The individuals responsible for helping Montana residents enroll in insurance under the Affordable Care Act this fall are subject to the same strict privacy laws governing insurance companies and are subject to fines and prosecution for failing to keep Montanans’ personal information private, Insurance Commissioner Monica Lindeen announced Tuesday.
Montana’s Insurance Information and Privacy Protection Act covers “navigators” and “certified application counselors,” and individuals who fail to comply with the law are subject to a $25,000 fine for each violation, Lindeen said in a news release sent across the state. The law may also allow Montanans to sue those who fail to keep their personal information private.
“Montanans value privacy and our laws reflect that,” Lindeen said. “My office has been in the business of protecting the personal information Montanans share with their insurance companies for years. We’re not afraid to use the full extent of the law to go after bad actors.”

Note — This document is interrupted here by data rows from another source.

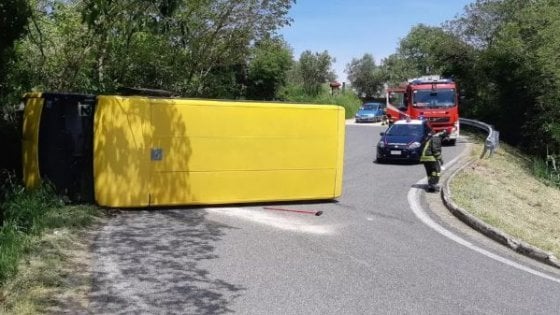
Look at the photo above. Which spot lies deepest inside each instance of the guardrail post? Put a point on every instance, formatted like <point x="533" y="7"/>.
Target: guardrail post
<point x="492" y="142"/>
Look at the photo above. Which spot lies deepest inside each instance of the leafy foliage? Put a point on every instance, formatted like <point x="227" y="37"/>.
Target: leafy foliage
<point x="503" y="54"/>
<point x="268" y="68"/>
<point x="365" y="76"/>
<point x="315" y="69"/>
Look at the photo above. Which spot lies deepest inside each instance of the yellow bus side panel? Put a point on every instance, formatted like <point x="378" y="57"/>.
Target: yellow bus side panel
<point x="341" y="134"/>
<point x="214" y="152"/>
<point x="30" y="141"/>
<point x="224" y="152"/>
<point x="121" y="152"/>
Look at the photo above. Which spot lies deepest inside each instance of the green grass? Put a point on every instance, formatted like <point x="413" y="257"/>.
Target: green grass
<point x="347" y="99"/>
<point x="41" y="247"/>
<point x="504" y="192"/>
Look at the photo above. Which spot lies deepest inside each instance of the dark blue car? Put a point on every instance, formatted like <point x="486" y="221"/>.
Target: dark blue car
<point x="403" y="141"/>
<point x="370" y="112"/>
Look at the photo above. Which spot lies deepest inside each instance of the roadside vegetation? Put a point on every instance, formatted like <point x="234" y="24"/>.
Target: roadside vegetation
<point x="502" y="53"/>
<point x="504" y="192"/>
<point x="43" y="250"/>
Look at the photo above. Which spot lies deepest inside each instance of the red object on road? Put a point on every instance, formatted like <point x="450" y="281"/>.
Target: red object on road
<point x="317" y="213"/>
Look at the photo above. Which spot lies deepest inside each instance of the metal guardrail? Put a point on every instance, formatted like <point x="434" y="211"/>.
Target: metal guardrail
<point x="492" y="141"/>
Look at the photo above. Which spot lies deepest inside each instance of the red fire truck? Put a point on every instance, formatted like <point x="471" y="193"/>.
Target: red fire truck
<point x="428" y="97"/>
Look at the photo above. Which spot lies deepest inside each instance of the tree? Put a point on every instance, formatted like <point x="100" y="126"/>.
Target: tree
<point x="365" y="76"/>
<point x="198" y="39"/>
<point x="271" y="60"/>
<point x="315" y="70"/>
<point x="14" y="16"/>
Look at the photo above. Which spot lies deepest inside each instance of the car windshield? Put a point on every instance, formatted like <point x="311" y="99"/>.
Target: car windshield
<point x="434" y="98"/>
<point x="406" y="130"/>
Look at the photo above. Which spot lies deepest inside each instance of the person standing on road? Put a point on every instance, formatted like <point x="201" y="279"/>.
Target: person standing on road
<point x="432" y="159"/>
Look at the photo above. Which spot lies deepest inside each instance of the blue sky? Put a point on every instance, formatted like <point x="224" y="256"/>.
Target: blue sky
<point x="350" y="28"/>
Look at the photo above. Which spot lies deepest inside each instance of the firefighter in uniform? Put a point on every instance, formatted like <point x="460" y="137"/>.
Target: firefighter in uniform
<point x="432" y="159"/>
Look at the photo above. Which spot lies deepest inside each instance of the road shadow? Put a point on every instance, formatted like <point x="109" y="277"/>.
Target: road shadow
<point x="150" y="262"/>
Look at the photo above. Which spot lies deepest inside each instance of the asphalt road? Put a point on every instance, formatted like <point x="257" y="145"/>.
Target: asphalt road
<point x="367" y="254"/>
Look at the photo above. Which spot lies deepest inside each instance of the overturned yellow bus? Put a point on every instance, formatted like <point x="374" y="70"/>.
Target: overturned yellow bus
<point x="141" y="151"/>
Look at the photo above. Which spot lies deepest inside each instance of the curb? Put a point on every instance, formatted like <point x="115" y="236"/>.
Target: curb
<point x="490" y="231"/>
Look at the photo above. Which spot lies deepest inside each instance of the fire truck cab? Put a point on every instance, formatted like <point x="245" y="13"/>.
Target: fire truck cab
<point x="429" y="97"/>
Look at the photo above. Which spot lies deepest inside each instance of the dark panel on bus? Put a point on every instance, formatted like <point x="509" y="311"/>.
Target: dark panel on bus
<point x="66" y="144"/>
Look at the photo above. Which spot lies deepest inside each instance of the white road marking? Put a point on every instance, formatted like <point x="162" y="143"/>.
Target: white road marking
<point x="414" y="202"/>
<point x="266" y="217"/>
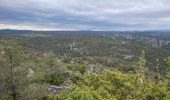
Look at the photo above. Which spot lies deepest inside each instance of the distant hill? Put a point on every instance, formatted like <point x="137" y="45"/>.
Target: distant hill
<point x="11" y="31"/>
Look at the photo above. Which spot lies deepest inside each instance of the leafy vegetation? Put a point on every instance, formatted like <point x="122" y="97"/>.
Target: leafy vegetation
<point x="82" y="67"/>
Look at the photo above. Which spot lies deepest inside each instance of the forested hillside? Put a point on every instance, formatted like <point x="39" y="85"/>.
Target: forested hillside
<point x="84" y="67"/>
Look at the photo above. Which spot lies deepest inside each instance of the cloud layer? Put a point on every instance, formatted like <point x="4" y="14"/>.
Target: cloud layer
<point x="85" y="14"/>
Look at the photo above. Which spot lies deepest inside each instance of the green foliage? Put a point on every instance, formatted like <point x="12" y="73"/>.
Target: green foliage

Montana Attorney General Tim Fox announced recently that Montana and 12 other states sent a letter to the U.S. Department of Health and Human Services expressing concerns about consumers’ private information being protected under the new health insurance exchanges that are set to go into effect this fall. Here’s Fox’s letter.
The letter to Secretary Kathleen Sebelius. sent Aug. 15, says privacy protection measures written into HHS’s rules governing programs that assist consumers with enrolling in the planned new health care exchanges are woefully inadequate.
“The risk of inadequate training is only one issue I’m concerned about,” Fox said in a statement. “The proposed consumer safeguards also are woefully substandard and come up short when compared to other privacy protections at the state and federal level. HHS must understand that it’s not enough to simply adopt vague policies against fraud. Each person collecting information is being placed in a position of trust and will have access to a wide variety of personal information from consumers. Therefore, HHS must implement an on-the-ground plan to secure consumer information, follow up on complaints, and work with law enforcement to prosecute bad counselors; otherwise, this is a disaster waiting to happen.”
The new health care law envisions several classes of “assisters” – or individuals trained to understand the federal law and help people buy insurance through the new Marketplace and sign up for federal tax credits to bring down the cost of health insurance. One of the principle assisters will be “navigators,” who will be hired this fall with federal grants awarded to each state. Certified application counselors – or “CACs” – are also assisters, most of whom will work for hospitals or other medical providers. Insurance agents can also take training to understand the law and assist.
The 2013 Legislature passed a law by wide, bipartisan margins that empowered Lindeen’s office to further train all assisters on the specifics of Montana law and to license all navigators, CACs and agents. The law further requires navigators to pass a background check. Lindeen’s office is in the process of rolling out the training required for all Montana navigators, insurance agents and CACs. The training includes information on the Montana Insurance Information and Privacy Protection Act, which has long applied to insurance companies and agents to safeguard Montanans’ personal information.